As written, this looks to me like the standard no-pivot, strictly diagonal LDLᵀ/LDLᴴ recursion, rather than the more general symmetric-indefinite factorization many users may expect from an LDL API.

To handle symmetric/Hermitian-indefinite factorizations, you have to use the Bunch–Kaufman family (or equivalent): symmetric pivoting/permutations, with D allowed to have 1×1 and 2×2 blocks.
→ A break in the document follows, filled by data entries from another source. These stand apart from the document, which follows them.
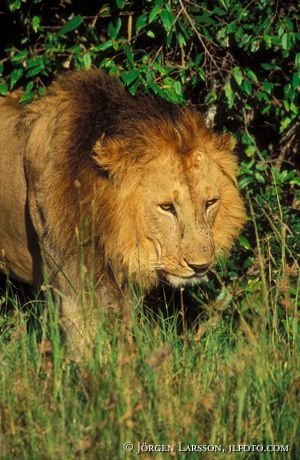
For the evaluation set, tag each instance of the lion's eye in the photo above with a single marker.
(168, 207)
(210, 203)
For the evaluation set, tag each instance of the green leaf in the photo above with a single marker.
(87, 61)
(140, 22)
(237, 75)
(71, 25)
(104, 46)
(229, 93)
(15, 77)
(252, 75)
(167, 20)
(36, 22)
(247, 87)
(177, 88)
(114, 29)
(129, 54)
(267, 86)
(120, 4)
(155, 11)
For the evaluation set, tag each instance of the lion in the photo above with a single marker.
(101, 191)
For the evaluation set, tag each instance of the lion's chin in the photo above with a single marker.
(179, 281)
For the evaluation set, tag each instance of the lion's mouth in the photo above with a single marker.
(183, 280)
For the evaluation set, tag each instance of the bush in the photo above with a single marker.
(238, 62)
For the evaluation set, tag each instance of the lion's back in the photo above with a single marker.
(15, 256)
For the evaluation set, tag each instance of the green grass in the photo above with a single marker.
(229, 378)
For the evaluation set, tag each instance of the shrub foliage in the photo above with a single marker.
(238, 61)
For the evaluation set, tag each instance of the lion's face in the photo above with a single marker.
(177, 213)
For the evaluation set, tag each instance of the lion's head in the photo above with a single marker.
(173, 199)
(158, 187)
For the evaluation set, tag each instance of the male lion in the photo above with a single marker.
(101, 190)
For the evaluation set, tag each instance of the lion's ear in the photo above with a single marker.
(106, 154)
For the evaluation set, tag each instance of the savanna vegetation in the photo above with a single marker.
(216, 366)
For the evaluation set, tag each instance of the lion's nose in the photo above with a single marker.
(199, 269)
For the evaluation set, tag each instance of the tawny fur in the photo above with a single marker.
(103, 189)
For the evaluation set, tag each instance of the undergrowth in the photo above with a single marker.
(226, 375)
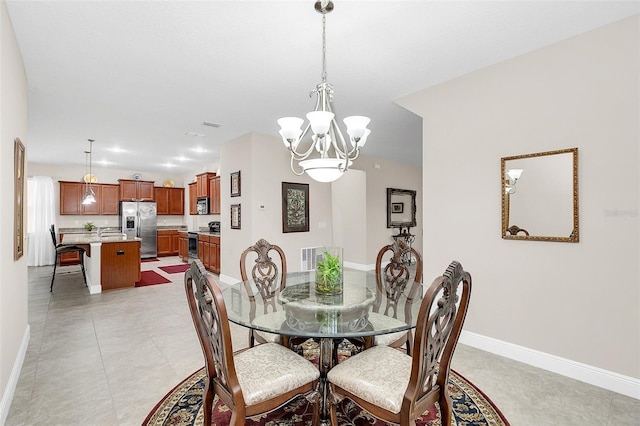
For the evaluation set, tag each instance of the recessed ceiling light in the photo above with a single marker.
(211, 124)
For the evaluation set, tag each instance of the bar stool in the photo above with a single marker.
(62, 249)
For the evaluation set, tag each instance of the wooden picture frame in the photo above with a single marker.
(235, 216)
(295, 207)
(397, 207)
(235, 184)
(18, 205)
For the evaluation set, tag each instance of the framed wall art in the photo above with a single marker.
(235, 216)
(235, 184)
(295, 207)
(18, 205)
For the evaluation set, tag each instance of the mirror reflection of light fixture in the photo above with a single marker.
(512, 178)
(325, 131)
(89, 196)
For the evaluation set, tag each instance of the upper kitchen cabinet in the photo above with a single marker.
(71, 194)
(136, 190)
(214, 193)
(193, 198)
(170, 201)
(110, 200)
(202, 184)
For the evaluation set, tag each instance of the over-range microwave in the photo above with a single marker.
(202, 206)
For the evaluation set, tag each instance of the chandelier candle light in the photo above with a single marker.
(89, 196)
(325, 131)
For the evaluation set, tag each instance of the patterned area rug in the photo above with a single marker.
(183, 407)
(151, 278)
(175, 269)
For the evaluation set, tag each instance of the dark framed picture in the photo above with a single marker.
(295, 207)
(235, 184)
(235, 216)
(18, 205)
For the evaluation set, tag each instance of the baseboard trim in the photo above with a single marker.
(10, 390)
(595, 376)
(359, 266)
(227, 279)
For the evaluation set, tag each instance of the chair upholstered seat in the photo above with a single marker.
(271, 321)
(384, 387)
(251, 382)
(397, 387)
(379, 321)
(269, 370)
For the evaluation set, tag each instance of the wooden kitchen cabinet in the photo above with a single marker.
(175, 244)
(203, 250)
(110, 199)
(120, 264)
(202, 184)
(183, 250)
(71, 194)
(214, 254)
(167, 242)
(193, 198)
(214, 193)
(169, 201)
(136, 190)
(209, 252)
That extra machinery matters for general Hermitian/symmetric indefinite matrices.

In particular, without pivoting and with D forced to be strictly diagonal, this does not cover all symmetric matrices. For example, [[0, 1], [1, 0]] does not admit a factorization of the form A = L D Lᵀ with unit-lower-triangular L and diagonal D in that fixed ordering.
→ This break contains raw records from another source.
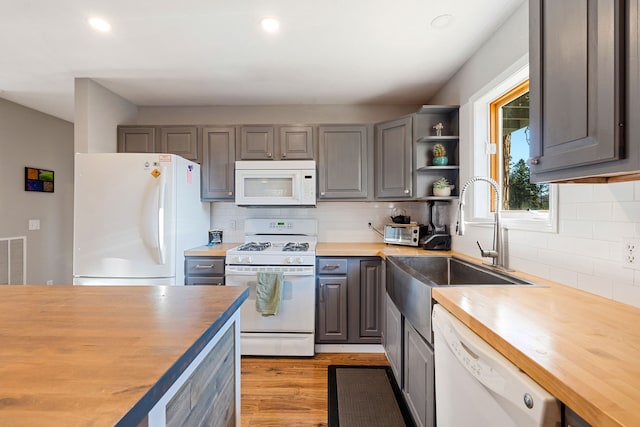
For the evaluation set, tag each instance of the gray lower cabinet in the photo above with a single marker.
(204, 271)
(392, 338)
(577, 89)
(179, 140)
(419, 377)
(218, 163)
(344, 162)
(350, 299)
(393, 159)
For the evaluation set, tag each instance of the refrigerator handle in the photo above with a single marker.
(161, 211)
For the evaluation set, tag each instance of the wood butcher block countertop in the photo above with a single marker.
(100, 355)
(582, 348)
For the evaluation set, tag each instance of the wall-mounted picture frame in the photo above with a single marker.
(36, 179)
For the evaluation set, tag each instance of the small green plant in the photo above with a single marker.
(439, 151)
(442, 183)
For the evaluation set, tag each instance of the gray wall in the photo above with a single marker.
(98, 111)
(31, 138)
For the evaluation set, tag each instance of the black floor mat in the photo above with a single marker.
(365, 396)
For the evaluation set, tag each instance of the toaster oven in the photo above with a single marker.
(404, 234)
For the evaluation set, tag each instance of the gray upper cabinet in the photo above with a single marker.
(343, 162)
(179, 140)
(297, 143)
(136, 139)
(393, 159)
(218, 163)
(287, 142)
(577, 89)
(257, 143)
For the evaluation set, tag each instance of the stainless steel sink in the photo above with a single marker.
(442, 271)
(411, 278)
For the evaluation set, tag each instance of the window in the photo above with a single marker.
(499, 126)
(509, 128)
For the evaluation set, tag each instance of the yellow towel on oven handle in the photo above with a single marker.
(269, 292)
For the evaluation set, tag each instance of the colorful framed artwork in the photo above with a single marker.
(38, 180)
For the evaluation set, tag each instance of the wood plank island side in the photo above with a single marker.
(102, 355)
(580, 347)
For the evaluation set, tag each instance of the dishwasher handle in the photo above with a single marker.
(468, 354)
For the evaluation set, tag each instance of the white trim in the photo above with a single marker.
(479, 135)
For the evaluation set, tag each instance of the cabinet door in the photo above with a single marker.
(343, 162)
(296, 143)
(332, 309)
(218, 163)
(256, 143)
(419, 377)
(392, 338)
(182, 140)
(134, 139)
(576, 86)
(393, 177)
(371, 293)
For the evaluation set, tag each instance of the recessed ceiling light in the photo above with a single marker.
(270, 25)
(100, 24)
(441, 21)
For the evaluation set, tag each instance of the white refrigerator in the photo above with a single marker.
(134, 216)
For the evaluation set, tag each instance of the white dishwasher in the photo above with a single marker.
(477, 386)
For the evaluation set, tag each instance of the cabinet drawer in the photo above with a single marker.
(204, 266)
(204, 281)
(332, 266)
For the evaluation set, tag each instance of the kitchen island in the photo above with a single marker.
(580, 347)
(118, 355)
Because of that, I’d be hesitant to expose this as a general-purpose LDL for Hermitian matrices unless the contract is made very explicit in the docs.
I do think this could still be useful, but I think it would help to choose one of two directions explicitly:

  1. Document it narrowly as a no-pivot diagonal LDLᵀ variant intended for semidefinite / covariance-style use cases, with naming/docs/tests that make that scope clear.
  2. Or, if the goal is a general Hermitian/symmetric LDL, aim for a pivoted/block-diagonal factorization closer to Bunch–Kaufman.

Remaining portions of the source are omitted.